Sometimes I worry that I’ve forgotten how to be alone.
I don’t mean being single; I mean hanging out by myself. For many people, the pace of life, work, family, and social obligations means that we have very little (and I hate this term, but here it is) “me time.”
My problem is that on the rare occasion when I have a few hours to myself, I’m so stunned by the freedom that I end up wasting it mindlessly. I go through the list of things to do in my head, and end up doing 3% of each item, rather than 100% of one item. Then, dismayed by my lack of progress, I tell myself I’ll just watch a little YouTube, and hop aimlessly from one video to the next like an indecisive frog in search of the perfect lily pad.
Inevitably, guilt creeps in. All kinds of internal voices start heckling me.
This isn’t what my spare time should look like. It should be an opportunity for me to build myself in some way. Light exercise maybe, or reading. Writing to someone I haven’t seen in a while. Working on some side project I’ve been putting off.
It can still be relaxing, but it shouldn’t be vegetative. It should be a release, yes, but the kind of release that elevates me in some way.
So I’m starting a spare time matrix: things I want to do when I have the time, organized by the amount of physical and mental energy they take. Something like this:
Armed with this nerdy graphic, I’m fully ready for the next time an afternoon opens itself up to me. And this track by Rich Aucoin will likely be my soundtrack.
What makes this a beautiful song:
1. The chopped vocal sample, and the drums at 4:45, pan constantly from left to right, like thoughts bouncing around a mind that has too much time to second-guess.

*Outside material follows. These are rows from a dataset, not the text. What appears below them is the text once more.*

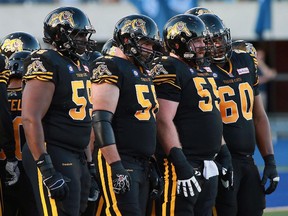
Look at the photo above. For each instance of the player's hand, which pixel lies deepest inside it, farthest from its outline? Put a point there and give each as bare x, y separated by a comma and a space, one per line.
270, 172
156, 180
187, 183
94, 188
224, 163
120, 177
13, 172
53, 180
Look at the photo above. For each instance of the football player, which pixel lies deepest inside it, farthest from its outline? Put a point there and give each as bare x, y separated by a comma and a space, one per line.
18, 198
189, 126
7, 142
56, 114
245, 123
124, 109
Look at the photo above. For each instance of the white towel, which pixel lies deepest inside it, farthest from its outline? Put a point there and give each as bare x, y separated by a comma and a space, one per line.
210, 169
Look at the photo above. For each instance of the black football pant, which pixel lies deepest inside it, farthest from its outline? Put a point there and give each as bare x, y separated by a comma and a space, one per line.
133, 202
172, 204
247, 198
71, 165
18, 198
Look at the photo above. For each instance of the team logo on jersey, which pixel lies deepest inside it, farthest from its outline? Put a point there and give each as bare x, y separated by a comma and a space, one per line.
135, 25
243, 71
70, 68
136, 74
63, 18
86, 68
208, 69
6, 63
203, 11
13, 45
35, 66
177, 29
40, 52
100, 71
157, 70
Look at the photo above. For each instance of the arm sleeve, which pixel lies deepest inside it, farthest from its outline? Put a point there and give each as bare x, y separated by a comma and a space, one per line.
7, 142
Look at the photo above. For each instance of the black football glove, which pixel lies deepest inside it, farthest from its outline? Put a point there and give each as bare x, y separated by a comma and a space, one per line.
12, 171
94, 188
53, 180
186, 179
156, 180
120, 177
270, 172
224, 163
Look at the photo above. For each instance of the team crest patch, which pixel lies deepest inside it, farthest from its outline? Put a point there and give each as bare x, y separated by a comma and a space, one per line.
13, 45
35, 66
136, 74
100, 71
243, 71
64, 17
70, 68
86, 68
177, 29
136, 24
208, 69
157, 70
6, 63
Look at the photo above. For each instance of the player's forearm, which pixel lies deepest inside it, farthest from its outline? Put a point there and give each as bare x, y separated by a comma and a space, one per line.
167, 135
110, 153
263, 135
34, 136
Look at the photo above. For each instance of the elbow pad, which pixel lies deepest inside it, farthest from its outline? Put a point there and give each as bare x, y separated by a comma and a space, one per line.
102, 126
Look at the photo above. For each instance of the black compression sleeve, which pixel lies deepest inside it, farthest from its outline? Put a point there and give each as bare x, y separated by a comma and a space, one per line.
102, 125
7, 141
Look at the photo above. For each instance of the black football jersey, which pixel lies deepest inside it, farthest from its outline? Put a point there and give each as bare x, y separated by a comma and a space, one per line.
134, 119
15, 102
67, 122
4, 72
238, 85
6, 128
198, 120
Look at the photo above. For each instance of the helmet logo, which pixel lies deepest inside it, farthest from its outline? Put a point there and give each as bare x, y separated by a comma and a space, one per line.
136, 24
203, 11
177, 29
35, 66
157, 70
64, 17
14, 45
101, 71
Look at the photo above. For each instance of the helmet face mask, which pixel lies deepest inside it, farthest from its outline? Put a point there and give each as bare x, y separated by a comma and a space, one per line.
220, 43
138, 37
186, 35
69, 29
16, 65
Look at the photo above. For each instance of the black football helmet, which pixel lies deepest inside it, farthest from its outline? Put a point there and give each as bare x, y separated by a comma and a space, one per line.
180, 34
63, 28
199, 11
16, 65
221, 42
18, 41
107, 46
245, 46
128, 33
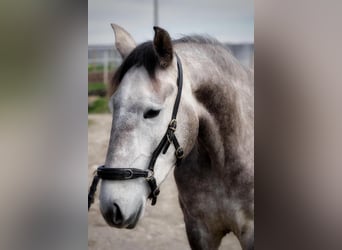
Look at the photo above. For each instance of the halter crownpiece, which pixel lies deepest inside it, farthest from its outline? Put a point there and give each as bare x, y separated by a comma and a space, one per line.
121, 174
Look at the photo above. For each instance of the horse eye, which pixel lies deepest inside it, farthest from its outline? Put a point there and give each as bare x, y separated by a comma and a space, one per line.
151, 113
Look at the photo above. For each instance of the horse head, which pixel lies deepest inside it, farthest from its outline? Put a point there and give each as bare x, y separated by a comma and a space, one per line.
142, 97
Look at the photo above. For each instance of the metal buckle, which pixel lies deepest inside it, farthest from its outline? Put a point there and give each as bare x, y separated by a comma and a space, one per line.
150, 174
173, 124
130, 174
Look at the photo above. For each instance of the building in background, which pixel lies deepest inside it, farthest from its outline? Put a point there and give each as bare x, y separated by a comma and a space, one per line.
104, 59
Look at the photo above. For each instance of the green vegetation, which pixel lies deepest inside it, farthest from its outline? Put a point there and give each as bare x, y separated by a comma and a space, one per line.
100, 105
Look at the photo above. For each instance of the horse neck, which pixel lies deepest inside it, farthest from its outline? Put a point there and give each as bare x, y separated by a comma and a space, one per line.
223, 94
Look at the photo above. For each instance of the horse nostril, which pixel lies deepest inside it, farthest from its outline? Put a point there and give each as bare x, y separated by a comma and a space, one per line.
117, 215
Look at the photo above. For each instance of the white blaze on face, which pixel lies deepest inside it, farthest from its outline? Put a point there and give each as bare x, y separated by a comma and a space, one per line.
134, 138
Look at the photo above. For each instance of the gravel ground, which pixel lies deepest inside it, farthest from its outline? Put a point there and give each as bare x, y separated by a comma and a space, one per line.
161, 228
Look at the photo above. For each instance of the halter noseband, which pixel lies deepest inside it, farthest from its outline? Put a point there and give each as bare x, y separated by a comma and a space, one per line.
121, 174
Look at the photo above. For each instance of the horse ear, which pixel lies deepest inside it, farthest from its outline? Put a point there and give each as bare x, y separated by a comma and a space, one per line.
124, 42
163, 46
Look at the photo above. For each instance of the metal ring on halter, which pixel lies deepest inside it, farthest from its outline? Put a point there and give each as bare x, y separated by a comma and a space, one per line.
130, 174
150, 175
179, 153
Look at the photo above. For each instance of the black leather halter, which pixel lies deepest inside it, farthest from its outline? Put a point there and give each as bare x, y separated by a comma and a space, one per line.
121, 174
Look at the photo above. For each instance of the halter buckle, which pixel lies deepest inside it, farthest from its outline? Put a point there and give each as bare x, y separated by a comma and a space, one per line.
150, 174
173, 125
179, 153
130, 174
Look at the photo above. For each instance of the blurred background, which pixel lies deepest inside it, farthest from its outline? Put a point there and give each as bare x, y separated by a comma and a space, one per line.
43, 117
231, 22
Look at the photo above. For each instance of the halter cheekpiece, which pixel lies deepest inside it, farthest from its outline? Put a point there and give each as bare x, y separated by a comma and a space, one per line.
122, 174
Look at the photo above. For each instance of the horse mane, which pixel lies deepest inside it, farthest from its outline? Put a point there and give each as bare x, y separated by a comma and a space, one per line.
145, 55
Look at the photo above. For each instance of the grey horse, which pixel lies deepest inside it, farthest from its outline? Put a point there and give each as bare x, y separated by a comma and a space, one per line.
215, 128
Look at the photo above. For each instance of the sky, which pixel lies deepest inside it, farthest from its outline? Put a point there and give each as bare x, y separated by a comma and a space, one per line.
226, 20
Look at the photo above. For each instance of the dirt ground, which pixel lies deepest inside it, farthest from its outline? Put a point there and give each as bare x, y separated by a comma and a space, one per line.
162, 226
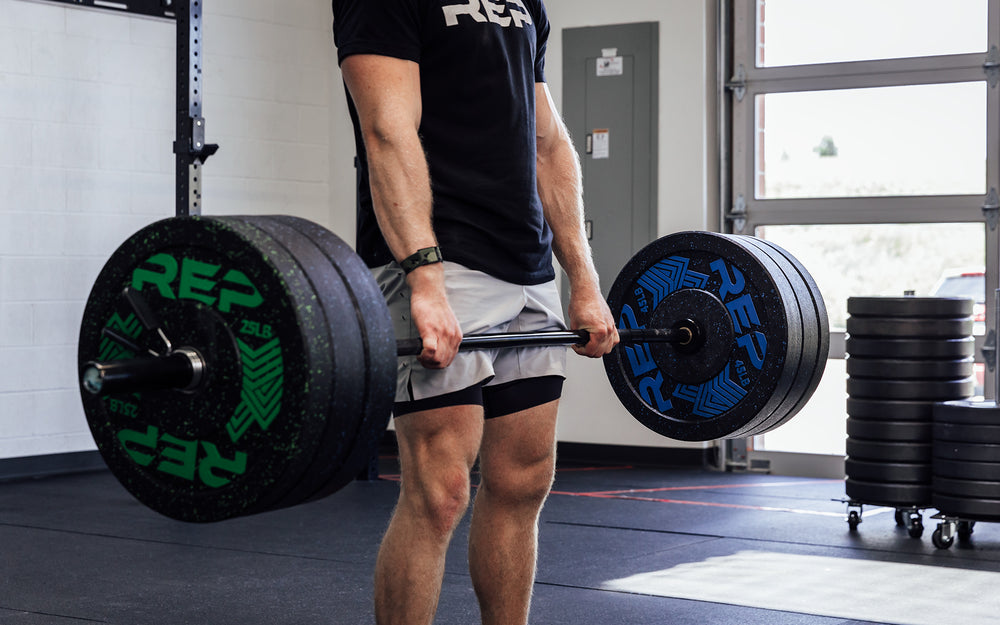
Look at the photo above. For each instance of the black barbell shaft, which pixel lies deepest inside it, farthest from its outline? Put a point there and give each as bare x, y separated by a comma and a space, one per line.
413, 347
182, 369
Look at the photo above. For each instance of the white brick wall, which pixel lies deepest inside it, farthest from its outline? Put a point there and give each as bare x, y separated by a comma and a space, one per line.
86, 128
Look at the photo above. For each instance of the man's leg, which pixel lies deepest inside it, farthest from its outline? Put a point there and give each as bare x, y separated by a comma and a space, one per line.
517, 461
437, 449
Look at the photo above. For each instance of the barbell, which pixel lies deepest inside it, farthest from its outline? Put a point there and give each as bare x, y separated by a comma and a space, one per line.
234, 365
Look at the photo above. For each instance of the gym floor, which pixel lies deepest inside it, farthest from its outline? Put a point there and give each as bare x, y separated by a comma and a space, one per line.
618, 545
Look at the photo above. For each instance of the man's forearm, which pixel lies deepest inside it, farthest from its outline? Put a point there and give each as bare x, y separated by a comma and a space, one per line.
401, 193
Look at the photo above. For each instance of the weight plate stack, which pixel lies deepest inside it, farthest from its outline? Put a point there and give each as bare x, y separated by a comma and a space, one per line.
966, 467
904, 354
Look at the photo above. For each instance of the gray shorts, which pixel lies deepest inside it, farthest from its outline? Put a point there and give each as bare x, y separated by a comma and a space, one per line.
483, 305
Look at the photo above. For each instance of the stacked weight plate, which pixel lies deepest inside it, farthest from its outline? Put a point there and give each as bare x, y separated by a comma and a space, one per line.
904, 354
966, 478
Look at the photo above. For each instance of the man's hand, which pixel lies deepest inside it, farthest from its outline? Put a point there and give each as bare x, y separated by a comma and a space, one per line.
588, 311
433, 317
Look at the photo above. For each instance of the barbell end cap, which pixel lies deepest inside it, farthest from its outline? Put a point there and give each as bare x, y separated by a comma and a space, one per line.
92, 378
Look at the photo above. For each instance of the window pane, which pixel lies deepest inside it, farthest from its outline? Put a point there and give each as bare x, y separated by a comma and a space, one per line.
885, 141
802, 32
887, 260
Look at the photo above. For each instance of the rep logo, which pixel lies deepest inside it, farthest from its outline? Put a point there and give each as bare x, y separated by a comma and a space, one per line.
506, 14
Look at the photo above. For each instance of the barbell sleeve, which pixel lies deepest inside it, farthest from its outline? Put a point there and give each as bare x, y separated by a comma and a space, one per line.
413, 347
181, 370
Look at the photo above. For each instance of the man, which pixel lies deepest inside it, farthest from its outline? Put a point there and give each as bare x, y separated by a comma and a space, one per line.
463, 159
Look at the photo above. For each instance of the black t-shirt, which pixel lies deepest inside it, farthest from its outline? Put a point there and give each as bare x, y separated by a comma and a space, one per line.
479, 62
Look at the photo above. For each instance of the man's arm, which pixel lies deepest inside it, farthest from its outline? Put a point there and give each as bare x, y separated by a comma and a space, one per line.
561, 190
386, 93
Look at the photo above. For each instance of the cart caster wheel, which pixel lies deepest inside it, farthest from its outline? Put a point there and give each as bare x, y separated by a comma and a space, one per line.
965, 530
939, 540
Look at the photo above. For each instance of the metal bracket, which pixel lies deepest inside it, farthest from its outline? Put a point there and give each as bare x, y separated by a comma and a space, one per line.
989, 350
189, 146
738, 216
992, 66
738, 83
991, 209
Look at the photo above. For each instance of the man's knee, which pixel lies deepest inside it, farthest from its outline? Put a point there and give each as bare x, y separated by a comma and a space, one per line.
440, 500
524, 485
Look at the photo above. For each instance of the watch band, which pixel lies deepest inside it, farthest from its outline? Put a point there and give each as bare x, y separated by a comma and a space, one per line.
425, 256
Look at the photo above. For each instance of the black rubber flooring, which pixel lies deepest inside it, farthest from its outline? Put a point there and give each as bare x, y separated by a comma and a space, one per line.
78, 549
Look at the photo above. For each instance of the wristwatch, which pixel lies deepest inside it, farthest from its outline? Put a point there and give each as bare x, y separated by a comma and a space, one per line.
425, 256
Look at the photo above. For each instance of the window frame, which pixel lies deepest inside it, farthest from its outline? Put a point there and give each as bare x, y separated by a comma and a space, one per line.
741, 81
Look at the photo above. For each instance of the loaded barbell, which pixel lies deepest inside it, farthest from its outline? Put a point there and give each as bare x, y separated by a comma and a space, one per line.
233, 365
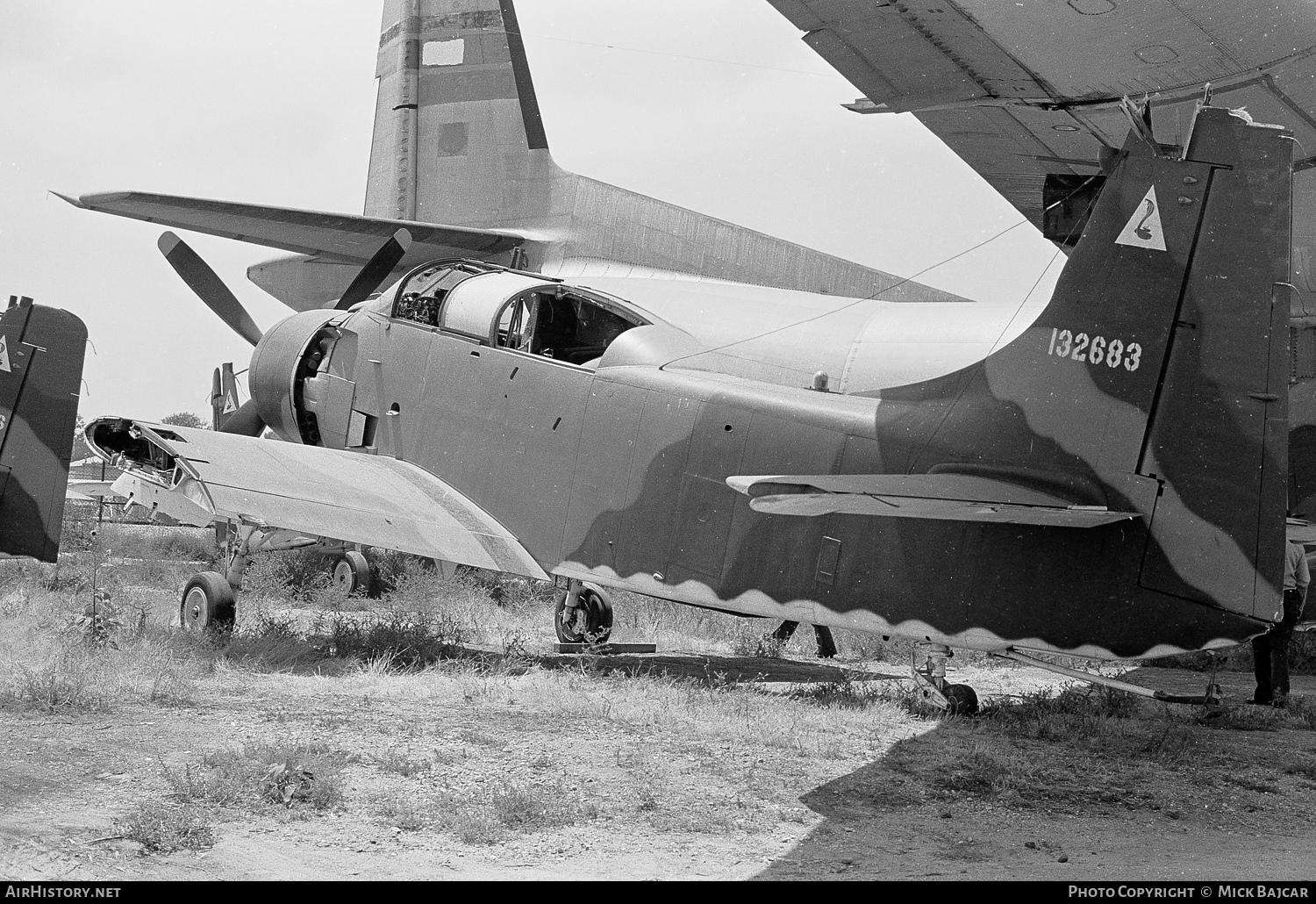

2. The constant build, break, and rebuild, all its false starts and stuttering releases; momentum that can’t quite decide where to go.
3. The video. Aucoin lies floating in the Atlantic Ocean while a drone films him, rising slowly from extreme close-up to, basically, orbit. It takes serious guts to go with a single-shot concept for such a high-energy song, and perhaps even more guts to film it. Aucoin told me:
“I’m pretty comfortable in the water but there were sightings of Great White sharks not too far away. So I was trying to remind myself no one has been attacked in Nova Scotia…but I thought I could be the first, since I was motionless meat.”
And that, I conclude, might be the world’s best metaphor for learning how to be comfortable by yourself.
Recommended listening activity:
Looking your reflection straight in the eye.